Tip:
Highlight text to annotate it
X
So now that I think we feel like we've got at least a decent
understanding of MapReduce from a high level, some of you much...
probably have been dealing with MapReduce
before even this summer school session started.
Let's... actually start to talk about... a little bit about a cluster.
So what exactly is a cluster?
Some of you may have had clusters in your cereral this morning.
Other of you may have been actually experiencing clusters
from a computing perspective. So if you go from this kind of
local node of what's a cluster, I'll start with my laptop,
but now if your problems are starting to get big enough where
I actually can't compute them within my own little laptop environment,
there's this whole concept of high-performance computing,
high-throughput computing, distributed computing.

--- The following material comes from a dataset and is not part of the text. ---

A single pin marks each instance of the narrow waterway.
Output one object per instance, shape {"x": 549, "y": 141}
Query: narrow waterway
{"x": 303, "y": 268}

We're starting to get this mode of, "I think I'm probably going to need
more than one computer to do my work. I'm gonna need to put my data
across multiple machines, I'm going to need to use multiple CPUs."
And so it starts to become a lot more complex,
now machines need to communicate with each other.
They need to... I need to be able to actually
have my data accessible from every single computer.
So it becomes a harder problem. And you say,
"Wait a sec, I'm not even a computer scientist.
All I want to do is solve my Bioinformatics problem, all I want to do
is solve my Linguistics problem. I just have a lot of data to deal with.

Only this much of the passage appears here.